И это спасло нас с Лусеной.

XXVIII. Ты помнишь? Лусена крикнула: «Беги!», и я убежал. И в первый день Фортуна еще несколько раз мне улыбнулась.

Во-первых, как Венера Париса, Великая Богиня словно окутала меня облаком, и хотя вокруг меня некоторое время кипело сражение, никто из воинов меня не заметил.

Во-вторых, будто кто-то меня надоумил, и я вскарабкался на высокое дерево, на котором обнаружить меня могли только птицы.

В-третьих, когда уже почти стемнело, под деревом я услышал странный звук, похожий на стон ночной птицы, которую в Гельвеции называют ламфадами (а как их называют у нас, я не знаю, потому что в Италии они не водятся).

Звук этот повторился снова и снова.
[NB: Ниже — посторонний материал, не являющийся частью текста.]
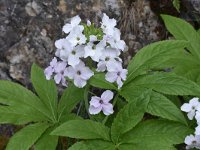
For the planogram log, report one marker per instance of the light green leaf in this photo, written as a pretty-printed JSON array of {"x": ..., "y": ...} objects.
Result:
[
  {"x": 79, "y": 146},
  {"x": 83, "y": 129},
  {"x": 98, "y": 80},
  {"x": 166, "y": 83},
  {"x": 160, "y": 106},
  {"x": 26, "y": 137},
  {"x": 153, "y": 133},
  {"x": 15, "y": 95},
  {"x": 70, "y": 98},
  {"x": 182, "y": 30},
  {"x": 100, "y": 145},
  {"x": 45, "y": 89},
  {"x": 152, "y": 56},
  {"x": 46, "y": 141},
  {"x": 129, "y": 116}
]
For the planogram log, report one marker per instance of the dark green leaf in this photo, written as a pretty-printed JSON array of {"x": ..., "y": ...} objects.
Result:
[
  {"x": 98, "y": 80},
  {"x": 129, "y": 116},
  {"x": 26, "y": 137},
  {"x": 153, "y": 56},
  {"x": 160, "y": 106},
  {"x": 155, "y": 134},
  {"x": 83, "y": 129}
]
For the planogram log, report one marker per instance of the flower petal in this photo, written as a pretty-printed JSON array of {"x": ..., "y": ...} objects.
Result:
[
  {"x": 107, "y": 109},
  {"x": 94, "y": 110},
  {"x": 107, "y": 96}
]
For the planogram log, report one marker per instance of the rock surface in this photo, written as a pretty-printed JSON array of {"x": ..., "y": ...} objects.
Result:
[{"x": 29, "y": 29}]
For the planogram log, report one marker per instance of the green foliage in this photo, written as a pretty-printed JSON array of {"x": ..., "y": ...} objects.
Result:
[
  {"x": 152, "y": 56},
  {"x": 176, "y": 4},
  {"x": 98, "y": 80},
  {"x": 161, "y": 106},
  {"x": 42, "y": 113},
  {"x": 83, "y": 129},
  {"x": 129, "y": 116},
  {"x": 156, "y": 134},
  {"x": 26, "y": 137}
]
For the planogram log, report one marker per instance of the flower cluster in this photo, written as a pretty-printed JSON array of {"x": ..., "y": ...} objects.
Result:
[
  {"x": 98, "y": 104},
  {"x": 88, "y": 48},
  {"x": 193, "y": 111}
]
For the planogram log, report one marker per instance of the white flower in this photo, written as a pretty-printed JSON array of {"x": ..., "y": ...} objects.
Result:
[
  {"x": 76, "y": 36},
  {"x": 109, "y": 55},
  {"x": 98, "y": 104},
  {"x": 116, "y": 73},
  {"x": 93, "y": 38},
  {"x": 192, "y": 141},
  {"x": 197, "y": 115},
  {"x": 197, "y": 130},
  {"x": 63, "y": 48},
  {"x": 50, "y": 69},
  {"x": 74, "y": 55},
  {"x": 80, "y": 74},
  {"x": 115, "y": 41},
  {"x": 108, "y": 24},
  {"x": 62, "y": 45},
  {"x": 60, "y": 73},
  {"x": 191, "y": 107},
  {"x": 94, "y": 51},
  {"x": 69, "y": 26}
]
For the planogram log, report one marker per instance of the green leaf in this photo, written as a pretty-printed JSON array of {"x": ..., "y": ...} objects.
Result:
[
  {"x": 176, "y": 4},
  {"x": 182, "y": 30},
  {"x": 98, "y": 80},
  {"x": 129, "y": 116},
  {"x": 152, "y": 134},
  {"x": 26, "y": 137},
  {"x": 160, "y": 106},
  {"x": 100, "y": 145},
  {"x": 45, "y": 89},
  {"x": 79, "y": 146},
  {"x": 83, "y": 129},
  {"x": 166, "y": 83},
  {"x": 70, "y": 98},
  {"x": 152, "y": 56},
  {"x": 46, "y": 141},
  {"x": 15, "y": 95}
]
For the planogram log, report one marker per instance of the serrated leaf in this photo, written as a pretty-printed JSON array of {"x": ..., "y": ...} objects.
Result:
[
  {"x": 152, "y": 56},
  {"x": 83, "y": 129},
  {"x": 166, "y": 83},
  {"x": 46, "y": 141},
  {"x": 100, "y": 145},
  {"x": 79, "y": 146},
  {"x": 69, "y": 99},
  {"x": 15, "y": 95},
  {"x": 129, "y": 116},
  {"x": 176, "y": 4},
  {"x": 182, "y": 30},
  {"x": 46, "y": 89},
  {"x": 153, "y": 133},
  {"x": 98, "y": 80},
  {"x": 160, "y": 106},
  {"x": 26, "y": 137}
]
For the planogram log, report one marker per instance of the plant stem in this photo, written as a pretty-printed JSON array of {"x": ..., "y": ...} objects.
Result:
[
  {"x": 114, "y": 102},
  {"x": 86, "y": 91}
]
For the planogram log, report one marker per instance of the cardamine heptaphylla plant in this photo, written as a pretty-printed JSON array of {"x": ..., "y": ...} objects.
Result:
[{"x": 105, "y": 106}]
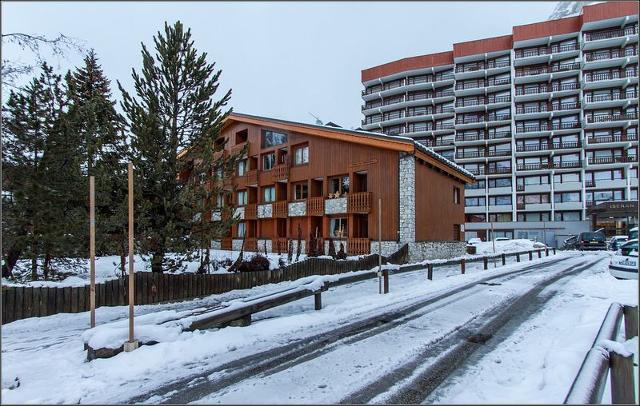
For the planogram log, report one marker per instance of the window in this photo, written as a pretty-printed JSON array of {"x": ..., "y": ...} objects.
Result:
[
  {"x": 301, "y": 155},
  {"x": 500, "y": 217},
  {"x": 272, "y": 138},
  {"x": 242, "y": 167},
  {"x": 339, "y": 185},
  {"x": 242, "y": 197},
  {"x": 268, "y": 194},
  {"x": 300, "y": 191},
  {"x": 338, "y": 227},
  {"x": 268, "y": 161},
  {"x": 242, "y": 230}
]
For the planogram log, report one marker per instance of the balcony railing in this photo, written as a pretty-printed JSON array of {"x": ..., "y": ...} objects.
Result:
[
  {"x": 358, "y": 246},
  {"x": 556, "y": 87},
  {"x": 547, "y": 69},
  {"x": 359, "y": 202},
  {"x": 526, "y": 53},
  {"x": 609, "y": 54},
  {"x": 612, "y": 159},
  {"x": 604, "y": 139},
  {"x": 616, "y": 74},
  {"x": 315, "y": 206},
  {"x": 280, "y": 209},
  {"x": 251, "y": 211},
  {"x": 611, "y": 117},
  {"x": 620, "y": 32}
]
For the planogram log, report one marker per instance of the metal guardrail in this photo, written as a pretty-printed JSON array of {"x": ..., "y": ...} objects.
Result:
[{"x": 589, "y": 384}]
Я посмотрел вниз, пригляделся и установил, что он исходит от небольшого куста неподалеку у основания дерева, на котором я нашел себе убежище. Куст этот через некоторое время пришел в движение, и тут я понял, что это не куст, а человек. Тем более что куст-человек прошипел-прошептал снизу:

«Сыночек, не бойся, это я, Лусена. Ты сиди пока, а я осмотрюсь вокруг».

Куст чуть отодвинулся в сторону и сразу же затерялся среди других кустов. А я еще крепче прижался, прилип, примерз к стволу дерева.

Страха во мне не было. Я давно уже пребывал в каком-то странном состоянии, в котором не чувствуешь ни ужаса, ни боли, ни холода, ни жажды, – словно ты некое бесчувственное и безразличное существо, уже не человек, но еще не призрак, потому что куда-то бежишь, зачем-то карабкаешься на дерево, цепляешься за сучья и прилипаешь к стволу.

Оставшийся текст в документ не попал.